Dans l’étude AMATA, parmi les 532 enfants inclus, 227 (43%) étaient allaités et 305 (57%) recevaient du LA, 7 enfants furent infectés par le VIH (1,3%) dont 6 in utero (3 enfants par groupe). Un enfant fut infecté par l’AM correspondant à un risque cumulatif postnatal de 0,5% [IC95% 0,1–3,4%; P 0,24]. Ce taux de transmission reste parmi les plus bas dans un pays à ressources limitées même en comparant avec d’autres études où la trithérapie fut aussi utilisée durant l’AM. Ces études furent publiées après le début de l’enrôlement des patientes dans l’étude rwandaise AMATA en 2005.

La différence de mortalité à 9 mois n’était pas statistiquement différente dans les 2 groupes avec 3,3% (95% IC 1,6–6,9%) pour les enfants allaités et 5,7% (95% IC 3,6–9,2%) pour les enfants recevant du LA (P= 0,20).

Cette étude renforce la notion que l’AM sous trithérapie antirétrovirale (HAART) reste une approche à recommander dans les contextes où la mortalité infantile est élevée.

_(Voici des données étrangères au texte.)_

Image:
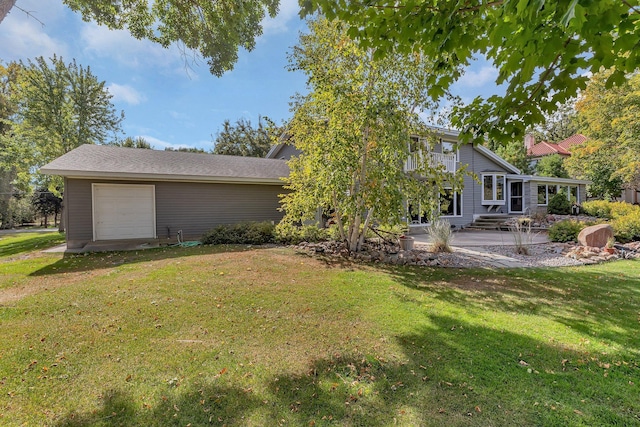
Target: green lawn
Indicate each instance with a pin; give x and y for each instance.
(241, 336)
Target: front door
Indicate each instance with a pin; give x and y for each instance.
(516, 198)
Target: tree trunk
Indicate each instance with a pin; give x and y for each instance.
(61, 225)
(5, 7)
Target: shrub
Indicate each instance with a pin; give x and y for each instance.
(559, 204)
(250, 233)
(566, 231)
(440, 233)
(605, 209)
(627, 227)
(598, 208)
(289, 234)
(522, 236)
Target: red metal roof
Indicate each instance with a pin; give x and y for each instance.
(545, 148)
(572, 140)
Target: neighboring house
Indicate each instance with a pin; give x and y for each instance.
(537, 151)
(502, 188)
(113, 193)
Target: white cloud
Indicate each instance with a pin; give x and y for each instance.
(485, 75)
(23, 37)
(125, 93)
(120, 46)
(288, 10)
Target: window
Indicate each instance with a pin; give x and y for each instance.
(450, 203)
(573, 194)
(493, 189)
(542, 195)
(415, 214)
(416, 144)
(547, 191)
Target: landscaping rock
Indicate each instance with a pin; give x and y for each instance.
(596, 235)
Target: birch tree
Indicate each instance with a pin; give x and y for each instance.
(353, 129)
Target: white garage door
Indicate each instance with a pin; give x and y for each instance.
(123, 211)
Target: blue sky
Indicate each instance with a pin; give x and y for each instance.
(169, 99)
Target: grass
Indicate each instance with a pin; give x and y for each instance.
(240, 336)
(14, 244)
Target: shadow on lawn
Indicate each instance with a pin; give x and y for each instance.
(37, 240)
(451, 373)
(71, 263)
(591, 300)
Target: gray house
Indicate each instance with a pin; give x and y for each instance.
(502, 189)
(114, 193)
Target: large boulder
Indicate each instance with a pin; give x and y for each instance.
(596, 235)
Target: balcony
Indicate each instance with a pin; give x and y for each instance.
(416, 158)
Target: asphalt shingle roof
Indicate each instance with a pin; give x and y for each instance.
(102, 161)
(546, 148)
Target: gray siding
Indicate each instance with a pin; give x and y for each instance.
(191, 207)
(472, 193)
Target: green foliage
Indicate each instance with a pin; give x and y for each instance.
(129, 142)
(558, 125)
(607, 209)
(559, 204)
(552, 166)
(186, 149)
(566, 231)
(522, 39)
(625, 218)
(354, 129)
(289, 234)
(21, 210)
(215, 30)
(175, 336)
(242, 139)
(440, 235)
(249, 233)
(611, 119)
(59, 107)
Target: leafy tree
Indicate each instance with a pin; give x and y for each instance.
(60, 107)
(242, 139)
(5, 7)
(541, 49)
(553, 166)
(353, 129)
(610, 117)
(558, 125)
(215, 29)
(8, 158)
(46, 203)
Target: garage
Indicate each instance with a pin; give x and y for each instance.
(123, 211)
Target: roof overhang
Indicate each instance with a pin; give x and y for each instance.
(548, 179)
(74, 174)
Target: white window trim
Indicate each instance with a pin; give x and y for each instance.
(546, 194)
(509, 196)
(559, 188)
(454, 206)
(495, 202)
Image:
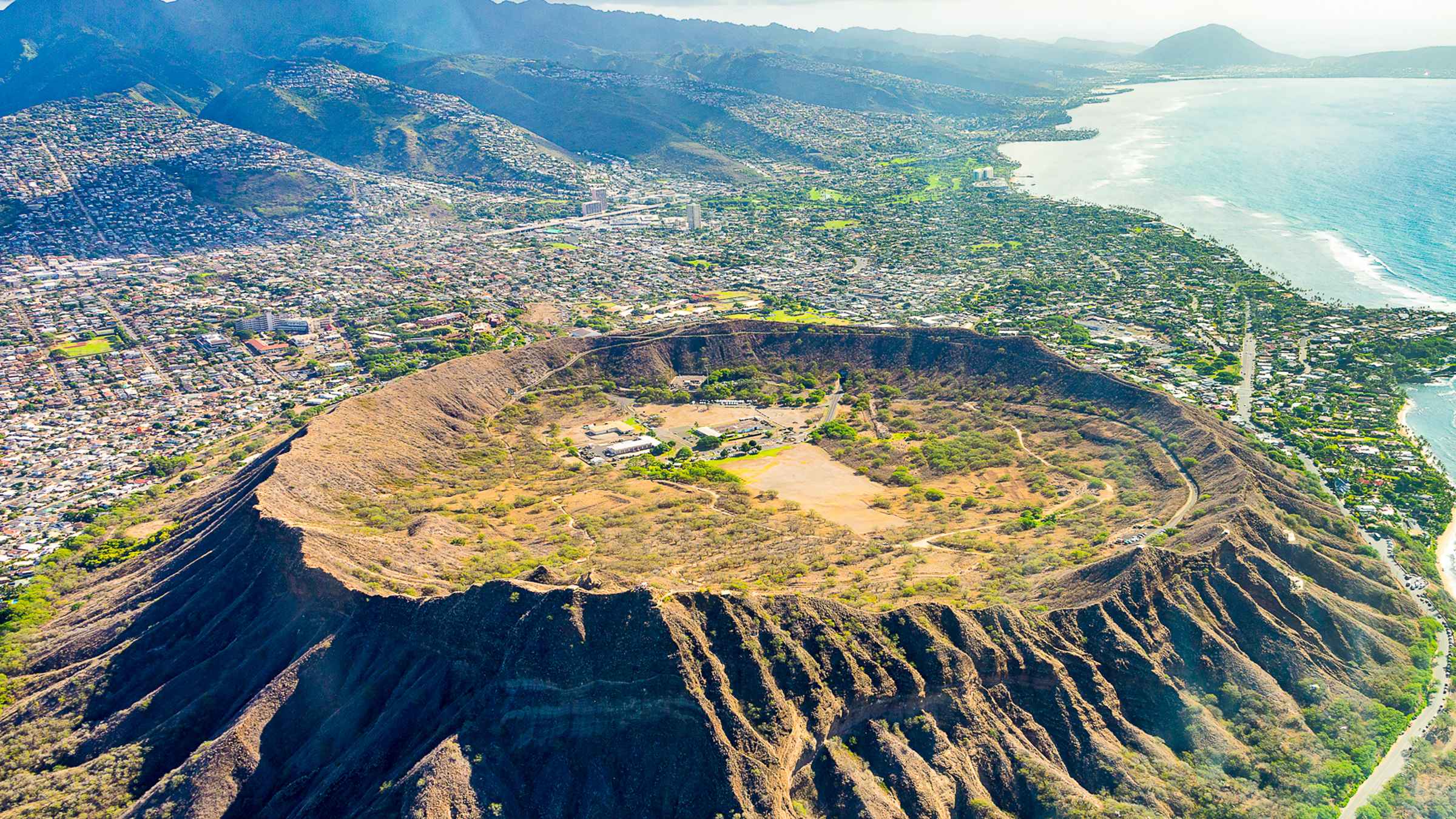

Cette prévention postnatale permet non seulement de réduire très efficacement la transmission du VIH de la mère à l’enfant en préservant les avantages de l’AM et en évitant les risques du LA distribué dans des contextes d’hygiène précaire où un accès à l’eau potable est difficile.

Dans cette étude, l’efficacité de ces 2 interventions postnatales était comparable avec des taux de transmission et de mortalité semblables statistiquement.

La deuxième partie de ce travail, basée sur les résultats d’une cohorte d’enfants âgés de moins de 18 mois nés de mères infectées par le VIH permettait d’évaluer les signes cliniques présomptifs proposés par l’OMS en 2005. Ces signes

étaient créés afin de pouvoir effectuer le diagnostic clinique d’infection par le VIH chez les enfants exposés au virus VIH

dans les pays où les techniques moléculaires de PCR n’étaient pas accessibles. Les enfants nés de mères infectées par le

VIH gardent parfois des anticorps anti-VIH maternels jusqu’à l’âge de 18 mois sans être pourtant contaminés par le VIH/SIDA. Avant cet âge, la confirmation de l’infection par le VIH repose sur la démonstration de la présence d’ADN proviral ou ARN par la technique PCR. La mortalité précoce des nourrissons infectés par le VIH est élevée, il est important de pouvoir bénéficier d’ARVs dès le diagnostic précoce de l’infection.

Les signes cliniques de présomption d’infection par le VIH chez l’enfant exposé (sérologie VIH +) de moins de 18 mois ont été proposés en 2005 par l’OMS et modifiés en 2006 mais ne furent jamais évalués.

Cette étude transversale comprenant 236 enfants de moins de 18 mois ayant une sérologie VIH positive consistait à évaluer la sensibilité (76,6%) et la spécificité (52,7%) de ces signes cliniques en confirmant leur statut infectieux réel par le test PCR pour le VIH, test de référence.

Cette spécificité basse inquiétante était liée aux enfants présentant des signes cliniques similaires bien que non infectés par le VIH mais souvent carencés par manque d’apport calorique et/ou souffrant d’une forme avancée de tuberculose extra pulmonaire ou d’autres affections chroniques. Ces enfants cachectiques pouvaient présenter les mêmes signes cliniques que les enfants infectés par le VIH car ils avaient une baisse de leur immunité cellulaire due à la MPE.

Dans la première partie de ce travail, l’étude AMATA a montré 2 façons efficaces de diminuer la transmission du VIH de la mère à l’enfant.

Dans la deuxième partie, on a évalué une méthode de diagnostic clinique précoce proposé par l’OMS afin de détecter les enfants infectés par le VIH en l’absence de test virologique PCR mais la basse spécificité indique la nécessité d’améliorer cette méthode diagnostique.